22 novembre 2011

teatro


 

PRIMA DELLA PENSIONE

di Thomas Bernhard Traduzione Roberto Menin

Regia e scene Renzo Martinelli

con Michelangelo Dalisi, Irene Valota, Frederica Fracassi e Francesca Garolla.

Tre attori sono chiusi fra quattro pareti di plexiglass e non escono mai fino ai saluti finali. Sono mosche in una gabbia dalla quale non vogliono uscire, almeno finché il “mondo non sarà tornato in ordine”. Un ex-ufficiale nazista e le sue sorelle aspettano che in Germania torni il Reich e, festeggiando come ogni anno il compleanno di Himmler, consumano il dramma – o la commedia – di rapporti personali consolidati nella loro conflittualità. L’incestuosità è disseminata su tutti e tre i lati del triangolo; fra la sorella maggiore e il fratello che vanno a letto insieme, fra la sorella minore (che ha perso l’uso delle gambe durante la guerra) e il fratello, che trovano nell’odio reciproco momenti d’intimità; e fra le due sorelle che si provocano e s’insultano come due attrici consumate che si danno la battuta.

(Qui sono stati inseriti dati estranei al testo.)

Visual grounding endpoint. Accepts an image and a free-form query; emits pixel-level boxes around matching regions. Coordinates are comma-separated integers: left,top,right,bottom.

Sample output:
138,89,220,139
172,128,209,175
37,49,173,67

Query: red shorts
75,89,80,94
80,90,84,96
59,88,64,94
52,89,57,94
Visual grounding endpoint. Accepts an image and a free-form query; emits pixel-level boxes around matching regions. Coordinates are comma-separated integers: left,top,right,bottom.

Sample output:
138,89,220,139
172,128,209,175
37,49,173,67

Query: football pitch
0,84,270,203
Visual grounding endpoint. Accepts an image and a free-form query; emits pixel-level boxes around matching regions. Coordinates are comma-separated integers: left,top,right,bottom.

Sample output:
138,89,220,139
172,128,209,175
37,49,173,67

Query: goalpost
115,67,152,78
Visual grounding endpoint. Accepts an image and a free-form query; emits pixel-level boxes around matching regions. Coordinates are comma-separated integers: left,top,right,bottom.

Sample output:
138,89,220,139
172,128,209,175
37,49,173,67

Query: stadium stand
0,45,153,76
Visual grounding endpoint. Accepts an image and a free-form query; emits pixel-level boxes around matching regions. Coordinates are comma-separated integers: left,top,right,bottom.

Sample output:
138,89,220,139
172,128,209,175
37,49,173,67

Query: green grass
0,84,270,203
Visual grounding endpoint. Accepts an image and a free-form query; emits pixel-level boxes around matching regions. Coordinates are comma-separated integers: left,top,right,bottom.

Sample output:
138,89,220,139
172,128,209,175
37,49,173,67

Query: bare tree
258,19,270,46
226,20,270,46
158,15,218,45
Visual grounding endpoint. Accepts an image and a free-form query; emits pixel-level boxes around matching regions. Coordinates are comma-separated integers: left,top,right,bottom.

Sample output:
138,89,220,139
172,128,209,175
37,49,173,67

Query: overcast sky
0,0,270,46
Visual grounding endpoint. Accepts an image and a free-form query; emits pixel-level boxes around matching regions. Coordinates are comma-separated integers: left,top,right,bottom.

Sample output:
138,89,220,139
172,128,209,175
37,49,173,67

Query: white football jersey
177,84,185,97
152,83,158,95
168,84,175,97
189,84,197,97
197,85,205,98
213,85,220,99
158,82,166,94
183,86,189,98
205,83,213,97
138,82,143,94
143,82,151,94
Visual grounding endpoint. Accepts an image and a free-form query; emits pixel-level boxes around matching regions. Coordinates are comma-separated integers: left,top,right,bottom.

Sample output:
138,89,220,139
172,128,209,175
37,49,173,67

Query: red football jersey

Il pubblico è voyeur, ma non di primo livello, bensì di secondo, perché, oltre alle pareti di plexiglass, c’è un’altra membrana a separarlo dall’azione scenica: una tenda che viene continuamente tirata, spostata, aperta e poi richiusa da Olga, la testimone sordomuta che lancia sguardi inquietanti (accusatori?) verso gli spettatori.

Renzo Martinelli sceglie di far recitare gli attori, fra i quali spicca Federica Fracassi (Premio della critica e Premio Duse 2011), in modo non realistico, quasi espressionista, volutamente falso. La scelta paga dal punto di vista concettuale, perché sottolinea la distanza fra i personaggi e la loro stessa immagine e il tentativo di un Occidente, reduce ma mai completamente distanziato dall’esperienza nazista, di artificializzare e distanziare da sé il dolore per una crudeltà umana altrimenti insopportabile. Il rischio è che forse in certi punti, vista la durata dello spettacolo e la verbosità di Bernhard, ci possa essere qualche calo d’attenzione che comunque non pregiudica il forte impatto e la godibilità della messa in scena.

La cosa che resta più impressa è come si possa essere allo stesso tempo vicini, cioè a pochi metri di distanza, e lontani, separati, chiusi in un acquario di plexiglass che ricorda le sculture in formaldeide di Damien Hirst, dal quale le voci escono amplificate, distorte, “nostre” ma allo stesso tempo “di qualcun altro”, inquietanti.

Teatro I, dal 9 al 27 Novembre.

 

In scena

 

Al Teatro Out-Off, fino al 22 dicembre Quel che volete (La dodicesima notte), con la regia di Lorenzo Loris.

Al Teatro Grassi dal 22 al 27 novembre Scene da un matrimonio di Ingmar Bergman, con la regia di Alessandro D’Alatri.

Al Teatro Strehler fino al 27 novembre Itis Galielo di Marco Paolini.

Al CRT Salone dal 22 novembre all’11 dicembre Educazione fisica, di Elena Stancanelli, regia di Sabino Civilleri e Manuela Lo Sicco.

Al Teatro Carcano dal 23 novembre al 4 dicembre Trappola per topi di Agatha Christie, regia di Stefano Messina.

Al Teatro Manzoni fino al 27 novembre Stanno suonando la nostra canzone, di Neil Simon con Gianpiero Ingrassia e Simona Samarelli.

All’Elfo Puccini debutta Freddo, di Lars Noren, con la regia di Marco Plini e continuano, fino al 27 novembre, Senza confini, di e con Moni Ovadia e, sempre fino al 27 novembre, Boxe a Milano di e con Luigi De Crescenzo.

Fino al 27 novembre al Teatro Litta Non si sa come di Luigi Pirandello, regia di Pasquale Marrazzo.

Fino al 27 novembre al Teatro Franco Parenti Roman e il suo cucciolo, regia di Alessandro Grassman, Premio Ubu 2010 come miglior spettacolo.